Tabelle 1: ANP-Rollen nach Verfahren, Setting und Konzepten eingeteilt
Verfahren
- Patientenedukation / Psychoedukation
- DBT
(Dialektisch-Behaviorale
Therapie)
- Kognitive Verhaltenstherapie
- Motivationale Intervenierung
- Adherence Therapie
- Familientherapie
Settings
- Ambulatorien
- Gerontologie, Sucht, und andere
Spezialgebiete
- Spitex Psy.Pflege
- Liaison Dienste
- Forschung
- Stabstellen
- Ambulante Krisen
- ACT (Assertive Community
Treatment = aufsuchende und
nachgehende Betreuung)
Konzepte
- Casemanagement
- Familienmanagement
- Illenssmanagement
- Ernährungsberatung
- Pflegeprozess
- Triage
- Angehörigenarbeit
- Partizpation von Betroffenen
- Recovery
Voraussetzung für die Tätigkeit einer ANP
Als Voraussetzung für eine ANP-Rolle empfiehlt die AFG Psychiatrische Pflege den
- Abschluss eines Studiums Master Nursing Science an einer Fachhochschule oder einer
Universität.
- Abschluss eines MAS-Studiums an einer Fachhochschule oder Universität
Diese Studiengänge knüpfen an die bisherigen Höfa-II Weiterbildungen an und werden sie teilweise
ersetzen. In den vergangenen Jahren wurden in der Praxis verschiedene Stellen (PflegeexpertIn,
PflegeberaterIn, Qualitätsbeauftragte, etc), welche in Richtung ANP Rollen gehen, geschaffen und
mit AbsolventInnen von Höfa-II Weiterbildungen besetzt.
Für die ANP-Rollen, welche unter ‘Verfahren‘ aufgelistet sind (Tabelle 1) erachten wir es als
notwendig, dass neben einem weiterführenden Pflegestudium eine spezifische Weiterbildung mit
Fachvertiefung z.B. in Patientenedukation und Psychoeduktion erworben wird.

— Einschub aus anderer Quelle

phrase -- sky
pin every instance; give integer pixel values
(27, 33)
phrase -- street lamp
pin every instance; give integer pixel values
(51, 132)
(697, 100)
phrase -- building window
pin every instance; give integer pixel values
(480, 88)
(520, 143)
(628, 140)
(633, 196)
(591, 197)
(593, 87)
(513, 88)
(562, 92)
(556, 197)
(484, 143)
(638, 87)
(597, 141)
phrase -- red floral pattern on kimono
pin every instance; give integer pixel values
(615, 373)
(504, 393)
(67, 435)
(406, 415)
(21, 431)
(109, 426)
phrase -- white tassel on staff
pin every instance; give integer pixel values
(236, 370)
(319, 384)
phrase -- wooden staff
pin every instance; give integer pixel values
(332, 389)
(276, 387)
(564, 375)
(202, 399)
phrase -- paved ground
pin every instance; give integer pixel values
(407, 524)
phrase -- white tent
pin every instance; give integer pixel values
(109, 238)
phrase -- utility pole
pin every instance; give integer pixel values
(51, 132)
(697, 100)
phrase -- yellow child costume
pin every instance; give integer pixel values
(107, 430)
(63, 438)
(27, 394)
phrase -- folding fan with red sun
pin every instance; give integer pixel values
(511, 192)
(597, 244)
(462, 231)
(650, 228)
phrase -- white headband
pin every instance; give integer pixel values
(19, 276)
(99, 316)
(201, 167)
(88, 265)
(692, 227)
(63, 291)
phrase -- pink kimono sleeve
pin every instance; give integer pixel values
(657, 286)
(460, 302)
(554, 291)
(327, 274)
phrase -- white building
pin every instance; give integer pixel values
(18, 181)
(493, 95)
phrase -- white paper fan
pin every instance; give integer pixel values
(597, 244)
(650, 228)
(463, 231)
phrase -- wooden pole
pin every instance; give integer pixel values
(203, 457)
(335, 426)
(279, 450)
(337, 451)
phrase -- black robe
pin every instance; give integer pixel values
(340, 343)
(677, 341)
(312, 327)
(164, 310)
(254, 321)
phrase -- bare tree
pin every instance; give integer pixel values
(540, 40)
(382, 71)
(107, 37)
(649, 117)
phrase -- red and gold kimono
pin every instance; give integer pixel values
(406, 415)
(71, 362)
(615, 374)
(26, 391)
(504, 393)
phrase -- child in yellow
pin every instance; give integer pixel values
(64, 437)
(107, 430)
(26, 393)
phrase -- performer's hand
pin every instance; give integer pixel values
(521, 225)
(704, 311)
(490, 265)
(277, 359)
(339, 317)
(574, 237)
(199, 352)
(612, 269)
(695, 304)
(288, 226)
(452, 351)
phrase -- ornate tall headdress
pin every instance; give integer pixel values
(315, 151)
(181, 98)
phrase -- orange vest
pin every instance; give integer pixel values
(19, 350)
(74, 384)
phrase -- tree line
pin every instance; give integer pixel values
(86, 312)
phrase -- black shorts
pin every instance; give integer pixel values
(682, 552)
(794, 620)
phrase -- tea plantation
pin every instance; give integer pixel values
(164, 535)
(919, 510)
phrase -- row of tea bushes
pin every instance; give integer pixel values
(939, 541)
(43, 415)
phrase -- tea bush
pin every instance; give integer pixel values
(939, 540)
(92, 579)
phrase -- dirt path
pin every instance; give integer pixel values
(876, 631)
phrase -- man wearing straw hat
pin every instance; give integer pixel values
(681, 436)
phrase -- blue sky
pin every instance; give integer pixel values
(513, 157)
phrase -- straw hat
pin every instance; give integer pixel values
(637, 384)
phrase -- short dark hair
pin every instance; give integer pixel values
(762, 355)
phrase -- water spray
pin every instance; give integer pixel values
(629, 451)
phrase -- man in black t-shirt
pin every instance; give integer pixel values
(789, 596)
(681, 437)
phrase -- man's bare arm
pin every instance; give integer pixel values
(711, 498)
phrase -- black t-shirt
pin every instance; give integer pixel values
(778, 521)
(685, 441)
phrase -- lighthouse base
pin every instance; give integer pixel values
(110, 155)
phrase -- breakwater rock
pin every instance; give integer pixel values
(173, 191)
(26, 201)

Diese Weiterbildung
mit Fachvertiefung sollte an einer Universität, Fachhochschule oder einem anerkannten privaten
Bildungsinstitut erworben werden.
Literatur:
- Hamric A.B. et al; 2000, Advanced Nursing Practice; W.B. Saunders, Philadelphia, 2nd Edition
- Mantzoukas S. et al; 2006; Review of advanced nursing practice: the international literature and
developing the generic features; Journal of Clinical Nursing; 16, 28-37
- Bryant-Lukosius et al; 2004; Advanced practice nursing roles: development, implementation and
evaluation; Journal of Advanced Nursing, 48 (5), 519-529
- Schober, M. & F. Affara. Advanced Nursing Practice (ANP). (2008). Hrsg. Vom ICN.
Deutschsprachige Asugabe herausgegeben von Prof. Dr. Rebecca Spirig und Prof. Dr. Sabina
De Geest. 2008. Bern: Hans Huber.
- ICN. (2002). Defintion and characteristics of the role. Zugriff: 05.12.08: www.icn-apnetwork.org).